Olayı seyreden komşu kadınlara döndü bu sefer “Yanınıza gelirsem Allah yaratmış demem alimallah! Sizi de eşek sudan gelinceye kadar döverim ha. Kaçılın oradan ulan!”.Kadınlar birbirini ezercesine, bahçe duvarına sürtünerek, yerde emekleyerek evlerinin önüne kaçıştılar. Kocaları, kadınların durumuna gülüştüler… Ogün Vecibe ekmekleri pişirmiş, sonra da banyo yaparak fırının içindeki “pocar” denilen küllü közlerle saçını kurulamak istemişti.
Mestan bağırdı ”Sür onları fırının içine ulan! Gelmeyeyim yanına. Kapağı da kapat. Kurulamayacaksın başını. Öylece kuruyacak, kendi kendine”… Her gece olduğu gibi o gece de Vecibe yatağı ısıtmış, kocası kahvehaneden biraz geç gelmişti. Mestan uyuyamıyordu. Çinko kaplı köy evinin çatısından bir tırmalama sesi, sürtünmeyle karışık gıcırtılar geliyordu.

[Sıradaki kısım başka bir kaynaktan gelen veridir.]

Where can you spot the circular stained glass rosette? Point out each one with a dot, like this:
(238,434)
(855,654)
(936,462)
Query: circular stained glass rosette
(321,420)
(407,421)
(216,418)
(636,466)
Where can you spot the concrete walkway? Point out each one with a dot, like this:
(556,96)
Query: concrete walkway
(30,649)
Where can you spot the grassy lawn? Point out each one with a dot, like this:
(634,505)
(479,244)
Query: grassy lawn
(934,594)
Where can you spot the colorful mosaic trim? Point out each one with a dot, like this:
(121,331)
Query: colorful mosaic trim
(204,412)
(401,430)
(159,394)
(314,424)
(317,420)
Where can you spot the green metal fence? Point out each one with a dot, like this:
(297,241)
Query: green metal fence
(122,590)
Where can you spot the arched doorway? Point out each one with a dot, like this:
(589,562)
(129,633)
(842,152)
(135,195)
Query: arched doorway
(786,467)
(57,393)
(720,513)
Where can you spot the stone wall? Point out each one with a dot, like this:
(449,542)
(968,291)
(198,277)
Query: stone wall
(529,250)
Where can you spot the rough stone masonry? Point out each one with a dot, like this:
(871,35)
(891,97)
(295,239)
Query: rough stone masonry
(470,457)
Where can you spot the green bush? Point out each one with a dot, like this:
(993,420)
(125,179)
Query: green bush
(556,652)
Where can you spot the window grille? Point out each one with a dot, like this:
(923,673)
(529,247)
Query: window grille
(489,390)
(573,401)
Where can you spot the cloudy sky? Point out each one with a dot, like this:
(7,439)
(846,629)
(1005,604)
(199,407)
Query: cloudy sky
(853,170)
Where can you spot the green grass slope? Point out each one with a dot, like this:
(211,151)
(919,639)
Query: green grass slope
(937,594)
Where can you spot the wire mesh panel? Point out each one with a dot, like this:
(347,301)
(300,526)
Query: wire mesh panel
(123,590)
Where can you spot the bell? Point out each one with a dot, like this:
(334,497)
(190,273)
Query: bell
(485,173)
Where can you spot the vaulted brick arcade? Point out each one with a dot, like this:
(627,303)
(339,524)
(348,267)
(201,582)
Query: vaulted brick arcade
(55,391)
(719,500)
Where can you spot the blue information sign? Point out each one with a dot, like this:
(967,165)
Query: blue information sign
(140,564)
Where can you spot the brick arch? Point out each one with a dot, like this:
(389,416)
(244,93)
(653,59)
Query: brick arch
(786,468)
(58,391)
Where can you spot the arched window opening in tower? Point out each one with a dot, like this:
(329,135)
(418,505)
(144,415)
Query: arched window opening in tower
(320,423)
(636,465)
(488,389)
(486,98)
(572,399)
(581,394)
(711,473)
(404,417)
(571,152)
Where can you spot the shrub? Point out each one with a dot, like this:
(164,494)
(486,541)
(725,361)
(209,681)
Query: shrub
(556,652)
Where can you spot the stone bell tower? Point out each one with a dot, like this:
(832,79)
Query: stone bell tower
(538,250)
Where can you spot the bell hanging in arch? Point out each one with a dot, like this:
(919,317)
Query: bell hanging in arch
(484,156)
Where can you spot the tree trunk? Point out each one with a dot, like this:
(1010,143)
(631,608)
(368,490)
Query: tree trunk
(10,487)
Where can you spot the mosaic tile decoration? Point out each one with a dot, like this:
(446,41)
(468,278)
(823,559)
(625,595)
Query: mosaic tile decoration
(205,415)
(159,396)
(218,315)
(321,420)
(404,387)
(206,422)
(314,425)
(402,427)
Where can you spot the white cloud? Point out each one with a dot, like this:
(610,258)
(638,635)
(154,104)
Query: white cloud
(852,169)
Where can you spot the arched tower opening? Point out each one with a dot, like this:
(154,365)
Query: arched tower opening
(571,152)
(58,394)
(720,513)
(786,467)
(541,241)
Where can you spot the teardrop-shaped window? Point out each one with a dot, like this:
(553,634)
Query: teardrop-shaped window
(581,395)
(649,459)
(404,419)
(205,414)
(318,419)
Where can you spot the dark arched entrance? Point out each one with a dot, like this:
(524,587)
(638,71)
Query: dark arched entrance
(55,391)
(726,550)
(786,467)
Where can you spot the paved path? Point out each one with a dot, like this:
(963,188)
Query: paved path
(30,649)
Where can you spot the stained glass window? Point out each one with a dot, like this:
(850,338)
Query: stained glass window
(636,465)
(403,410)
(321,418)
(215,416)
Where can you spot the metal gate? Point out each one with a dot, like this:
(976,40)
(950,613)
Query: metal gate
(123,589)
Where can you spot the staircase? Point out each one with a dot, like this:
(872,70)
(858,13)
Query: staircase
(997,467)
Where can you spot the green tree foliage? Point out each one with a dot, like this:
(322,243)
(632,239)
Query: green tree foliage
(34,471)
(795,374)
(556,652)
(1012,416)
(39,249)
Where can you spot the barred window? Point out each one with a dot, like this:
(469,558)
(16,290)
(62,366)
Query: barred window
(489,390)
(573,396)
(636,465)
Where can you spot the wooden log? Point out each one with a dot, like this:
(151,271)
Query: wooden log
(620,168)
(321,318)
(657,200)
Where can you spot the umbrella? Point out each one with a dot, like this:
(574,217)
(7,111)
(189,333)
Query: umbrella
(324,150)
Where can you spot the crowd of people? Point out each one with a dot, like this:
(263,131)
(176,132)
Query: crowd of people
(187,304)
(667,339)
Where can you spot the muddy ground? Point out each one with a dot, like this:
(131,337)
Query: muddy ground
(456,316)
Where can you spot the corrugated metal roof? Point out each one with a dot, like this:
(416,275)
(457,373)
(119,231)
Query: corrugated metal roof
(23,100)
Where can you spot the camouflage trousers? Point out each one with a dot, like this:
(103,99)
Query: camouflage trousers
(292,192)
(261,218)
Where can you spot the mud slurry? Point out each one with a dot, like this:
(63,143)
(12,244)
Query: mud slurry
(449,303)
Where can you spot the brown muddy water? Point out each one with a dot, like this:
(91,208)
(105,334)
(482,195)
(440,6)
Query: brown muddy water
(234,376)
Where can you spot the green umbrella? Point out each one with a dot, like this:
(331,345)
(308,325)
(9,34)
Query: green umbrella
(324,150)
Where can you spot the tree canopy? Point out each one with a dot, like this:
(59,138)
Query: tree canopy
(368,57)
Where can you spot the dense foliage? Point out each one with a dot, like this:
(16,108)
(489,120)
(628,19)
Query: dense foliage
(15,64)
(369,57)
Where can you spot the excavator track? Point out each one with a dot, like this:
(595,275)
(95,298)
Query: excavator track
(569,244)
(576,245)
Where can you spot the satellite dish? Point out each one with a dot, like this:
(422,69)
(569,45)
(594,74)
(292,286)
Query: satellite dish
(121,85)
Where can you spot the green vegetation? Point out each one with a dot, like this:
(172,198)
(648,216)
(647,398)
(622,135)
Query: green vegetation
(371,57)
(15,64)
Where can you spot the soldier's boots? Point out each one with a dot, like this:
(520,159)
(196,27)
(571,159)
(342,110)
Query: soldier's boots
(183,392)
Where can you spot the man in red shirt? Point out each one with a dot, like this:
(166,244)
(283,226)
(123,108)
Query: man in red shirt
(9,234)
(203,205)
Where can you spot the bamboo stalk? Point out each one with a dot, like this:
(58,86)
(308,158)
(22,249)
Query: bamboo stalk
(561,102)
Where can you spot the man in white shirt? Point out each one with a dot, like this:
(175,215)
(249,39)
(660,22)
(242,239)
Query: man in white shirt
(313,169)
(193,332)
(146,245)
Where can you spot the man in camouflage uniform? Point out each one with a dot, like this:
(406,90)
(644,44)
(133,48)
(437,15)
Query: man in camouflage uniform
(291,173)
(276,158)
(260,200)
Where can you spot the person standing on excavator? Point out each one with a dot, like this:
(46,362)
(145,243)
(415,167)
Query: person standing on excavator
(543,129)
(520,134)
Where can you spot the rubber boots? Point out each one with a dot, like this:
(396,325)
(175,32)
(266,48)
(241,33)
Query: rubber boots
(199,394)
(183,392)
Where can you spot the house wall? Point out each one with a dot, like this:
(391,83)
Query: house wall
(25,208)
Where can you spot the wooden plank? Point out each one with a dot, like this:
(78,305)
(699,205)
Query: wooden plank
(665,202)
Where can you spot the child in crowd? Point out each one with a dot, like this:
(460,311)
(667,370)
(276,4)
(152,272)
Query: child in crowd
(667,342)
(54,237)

Kedi koşuşturması, cin düğünü gibi bir şey… Sanki birileri geziyordu tavan arasında.
Mestan bağırdı ”Çık bak ulan ne var bak bakalım yukarıda?”. Vecibe titriyor, çok korkuyor ama kocasından daha da çok korkuyordu. “Kırk katır mı kırk satır mı?”misali; ister istemez tahta merdiveni evin arkasına dayayıp çatıya çıktı. Ödü patlayacak gibi oldu. B ir an sendeledi, az daha düşüyordu. Rüzgâr kaval çalıyordu sanki. Nar ağacının dalları çatıya sürtünüyordu. Yazdan kalan kuru narlar “tık… tık…” çinko çatıyı dövüyordu. Aşağıya geldi “Merak etme herif, ağacın dallarıymış” dedi. Mestan “Ne duruyorsun o zaman. Kessene onları. Al tahrayı eline, çık çabuk çatıya!”. Korkunun ecele faydası yoktu. Söyleneni yaptı kadın, çaresiz… Mestan’ın kahvehaneye gittiği günlerden birinde komşularını çağırdı. Dut ağacının altına hasır serdiler.
Çaylar demlendi. Kısır, köfte yapıldı. Mestan gelene kadar epey vakitleri vardı. Vecibe yakınıyordu “Anacığım, ben bizim bu adama hayatta yaranamadım. Ne yapsam ne etsem memnun olmuyor. Her şeye kızıyor, beni göze göstermiyor. Ben de elin bir garibiyim. Anam yok babam yok. Artık canıma tak etti. Yettiyse yetti artık!” Hatice teyze sakince dinledi ”Kızım sen de bırak git bu adamı. Var git memleketine.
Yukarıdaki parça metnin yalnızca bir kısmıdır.